Gopal

Predictable Revenue by Aaron Ross

  • Building a Sales Machine that creates ongoing, predictable revenue takes: Predictable Lead Generation, the most important thing for creating predictable revenue. A Sales Development Team that bridges the chasm between marketing and sales.

  • In high – productivity sales organizations, salespeople do not cause customer acquisition growth they fulfill it.

  • Most salespeople already work enough hours, and trying to get them to work harder is like trying to solve a problem by going faster in the wrong direction. It’s bailing water out of the boat faster rather than fixing the leak. In other words, “working harder” translated usually means: “What we are doing isn’t working, so do more of it!”

  • It’s true that you need great salespeople to close customers, but the better your lead generation is, the less dependent you are on the quality of your salespeople and sales process. Better lead generation = more margin for sales error.

  • Do your executive team and board know how much new (qualified) pipeline the company needs to generate per month? (This is the second most important metric to track, right after closed business.)

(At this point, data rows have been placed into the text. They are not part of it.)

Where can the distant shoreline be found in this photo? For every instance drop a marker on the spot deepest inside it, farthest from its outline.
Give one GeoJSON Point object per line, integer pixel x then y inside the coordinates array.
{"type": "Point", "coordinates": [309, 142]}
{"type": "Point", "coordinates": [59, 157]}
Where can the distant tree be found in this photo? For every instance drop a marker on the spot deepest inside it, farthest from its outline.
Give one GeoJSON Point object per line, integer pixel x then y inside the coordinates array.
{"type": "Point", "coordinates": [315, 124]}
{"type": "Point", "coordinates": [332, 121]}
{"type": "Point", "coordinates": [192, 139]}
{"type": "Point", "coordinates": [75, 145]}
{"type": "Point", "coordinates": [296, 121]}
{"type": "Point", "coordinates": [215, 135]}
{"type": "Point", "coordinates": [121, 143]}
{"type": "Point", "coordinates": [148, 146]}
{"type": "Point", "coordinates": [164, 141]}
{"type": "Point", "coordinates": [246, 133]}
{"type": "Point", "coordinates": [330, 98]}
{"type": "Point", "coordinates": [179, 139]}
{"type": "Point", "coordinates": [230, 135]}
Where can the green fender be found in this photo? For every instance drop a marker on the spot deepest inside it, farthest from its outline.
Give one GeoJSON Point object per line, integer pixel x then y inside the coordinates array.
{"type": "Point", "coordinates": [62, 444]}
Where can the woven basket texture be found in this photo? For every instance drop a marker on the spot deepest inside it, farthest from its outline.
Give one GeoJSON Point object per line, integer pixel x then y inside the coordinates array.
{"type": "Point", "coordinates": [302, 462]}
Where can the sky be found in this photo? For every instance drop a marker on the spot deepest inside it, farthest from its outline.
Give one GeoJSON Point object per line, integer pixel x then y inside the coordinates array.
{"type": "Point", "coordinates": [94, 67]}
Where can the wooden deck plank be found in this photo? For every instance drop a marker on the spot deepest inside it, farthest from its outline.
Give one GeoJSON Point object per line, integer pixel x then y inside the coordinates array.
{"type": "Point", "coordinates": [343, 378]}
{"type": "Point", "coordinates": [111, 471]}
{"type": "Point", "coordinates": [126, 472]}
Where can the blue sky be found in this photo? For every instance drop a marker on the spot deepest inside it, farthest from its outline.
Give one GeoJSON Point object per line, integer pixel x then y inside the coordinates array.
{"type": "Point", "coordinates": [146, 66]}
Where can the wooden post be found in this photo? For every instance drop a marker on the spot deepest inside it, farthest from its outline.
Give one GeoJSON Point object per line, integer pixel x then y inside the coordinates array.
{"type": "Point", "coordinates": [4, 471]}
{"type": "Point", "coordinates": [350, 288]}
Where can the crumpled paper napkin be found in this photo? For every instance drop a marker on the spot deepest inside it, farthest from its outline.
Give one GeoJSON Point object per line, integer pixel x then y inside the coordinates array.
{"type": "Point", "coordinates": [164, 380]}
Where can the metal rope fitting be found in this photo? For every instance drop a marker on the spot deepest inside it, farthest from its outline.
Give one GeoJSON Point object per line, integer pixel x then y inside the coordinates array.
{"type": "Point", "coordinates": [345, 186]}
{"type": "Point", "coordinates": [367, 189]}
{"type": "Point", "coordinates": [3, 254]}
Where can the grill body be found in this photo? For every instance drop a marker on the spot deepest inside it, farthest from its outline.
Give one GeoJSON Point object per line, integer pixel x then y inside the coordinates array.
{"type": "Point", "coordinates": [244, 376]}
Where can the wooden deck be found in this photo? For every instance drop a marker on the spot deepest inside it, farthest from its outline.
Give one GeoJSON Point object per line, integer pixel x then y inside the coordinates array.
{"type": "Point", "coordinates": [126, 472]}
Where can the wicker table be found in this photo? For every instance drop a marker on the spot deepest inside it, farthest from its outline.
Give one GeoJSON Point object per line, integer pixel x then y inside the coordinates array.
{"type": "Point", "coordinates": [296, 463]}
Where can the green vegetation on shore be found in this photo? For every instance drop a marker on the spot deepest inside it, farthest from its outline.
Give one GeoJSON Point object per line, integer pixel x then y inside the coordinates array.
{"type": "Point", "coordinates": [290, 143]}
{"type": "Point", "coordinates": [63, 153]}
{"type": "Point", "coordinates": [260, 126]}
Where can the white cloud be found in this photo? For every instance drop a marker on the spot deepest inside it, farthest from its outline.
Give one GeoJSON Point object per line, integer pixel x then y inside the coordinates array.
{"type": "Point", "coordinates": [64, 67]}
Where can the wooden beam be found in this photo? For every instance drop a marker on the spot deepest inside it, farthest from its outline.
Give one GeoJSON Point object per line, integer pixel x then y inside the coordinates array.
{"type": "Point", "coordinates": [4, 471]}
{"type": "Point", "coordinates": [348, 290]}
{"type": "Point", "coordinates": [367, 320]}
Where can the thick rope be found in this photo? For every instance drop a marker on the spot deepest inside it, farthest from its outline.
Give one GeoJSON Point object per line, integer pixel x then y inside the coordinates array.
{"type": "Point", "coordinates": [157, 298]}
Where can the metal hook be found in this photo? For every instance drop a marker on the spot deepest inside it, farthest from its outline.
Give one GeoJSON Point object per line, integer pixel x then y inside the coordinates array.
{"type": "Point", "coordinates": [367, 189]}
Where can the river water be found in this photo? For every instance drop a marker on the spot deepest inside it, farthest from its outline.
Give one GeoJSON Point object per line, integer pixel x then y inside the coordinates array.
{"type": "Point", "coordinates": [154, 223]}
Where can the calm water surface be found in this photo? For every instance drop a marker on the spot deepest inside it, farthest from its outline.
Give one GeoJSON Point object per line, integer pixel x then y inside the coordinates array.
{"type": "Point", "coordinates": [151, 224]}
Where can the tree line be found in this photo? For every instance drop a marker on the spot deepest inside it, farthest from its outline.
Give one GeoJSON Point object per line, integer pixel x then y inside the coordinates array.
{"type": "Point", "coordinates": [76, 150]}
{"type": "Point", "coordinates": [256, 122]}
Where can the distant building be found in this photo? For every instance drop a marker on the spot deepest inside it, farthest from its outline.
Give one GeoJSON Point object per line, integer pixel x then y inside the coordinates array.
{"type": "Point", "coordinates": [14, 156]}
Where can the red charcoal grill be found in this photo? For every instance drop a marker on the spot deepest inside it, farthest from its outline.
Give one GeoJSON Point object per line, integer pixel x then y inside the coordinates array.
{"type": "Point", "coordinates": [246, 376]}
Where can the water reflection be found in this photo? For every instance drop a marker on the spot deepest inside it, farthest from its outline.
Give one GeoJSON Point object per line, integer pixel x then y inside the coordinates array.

  • What are your biggest or most recent failures? What is it about them that you can be grateful for? Can you anticipate how you will benefit by getting through your current challenges? “Failure” is just your judgment of an experience, because there are no failures – just learning opportunities.

  • Making the field salespeople do cold calls means having your highest-cost (per hour) sales resource perform the lowest-value (per hour) activity.

  • Spend serious time on identifying and clarifying your Ideal Customer Profile. Define what companies are the most similar to the top 5-10% of your customers, defined as the ones likeliest to purchase for the most revenue, and develop focused target lists based on these tight criteria.

  • A rule of thumb is that for every 400 leads per month that require human attention, a company needs one Market Response Representative.

  • CEOs, remember: people follow your example. The more you live in your system, the more your people will use it.

  • The goal of every mass email should be to establish and close a prospect on a next step. That next step should be either one of two things—but NOT both: Who is the best point of contact for …?” (to get a referral); Or... When is the best day/time for a quick discussion around…?” (to set up a conversation with the prospect).

  • Remember, “No” doesn’t matter until you hear it from the CEO or your ideal decision-maker.

  • The Top Six Prospecting Mistakes Reps Make

    • Expecting instant results

    • Writing long emails

    • Going wide, not deep

    • Giving up too quickly at ideal targets

    • Not giving up quickly enough at non-ideal targets

    • Depending on activity metrics rather than a proven process

  • When anyone gets paid to do something, and has managers breathing down their neck, it distorts behavior. Empathy with prospects is lost in the push to “Just close the deal!” Trusting, capable managers can help protect their salespeople from these distorting effects by focusing on doing the right thing; fear-driving managers exacerbate the problem.

  • Hold the hands of your first 50 customers; give them lots of love.

  • What do the billion-dollar companies — Salesforce.com, Facebook, Zappos, and Google — all share? Customer trust. Customer success. Customer happiness. Customer delight.

  • Sales in the “Attraction” world we live in now isn’t about being passive. You can still be as aggressive as ever – except the tone has changed. Rather than being pushy, all about money, and often coming off as fake, it’s about being respectful, purposeful, and adding real value to prospects, even before they become customers. Salespeople should be “pleasantly persistent.”

  • A no-nonsense management model:

    • Choose people carefully

    • Set expectations and vision

    • Remove obstacles

    • Inspire your people

    • Work for your people

    • Improve it next time

  • Marc Benioff came up with a plan to set the company’s vision and align all of its people and teams in the execution of the vision. V2MOM stands for Vision, Values, Methods, Obstacles, and Metrics.

  • As you work through your list of responsibilities and tasks, this is a perfect opportunity to use the 80/20 rule to clear out non-essential tasks. Rather than distributing 100% of the work of the manager, divide the work into two parts:

    • the 20% that is the most important to keep within the team or company, and

    • the 80% that can be eliminated, automated, or outsourced.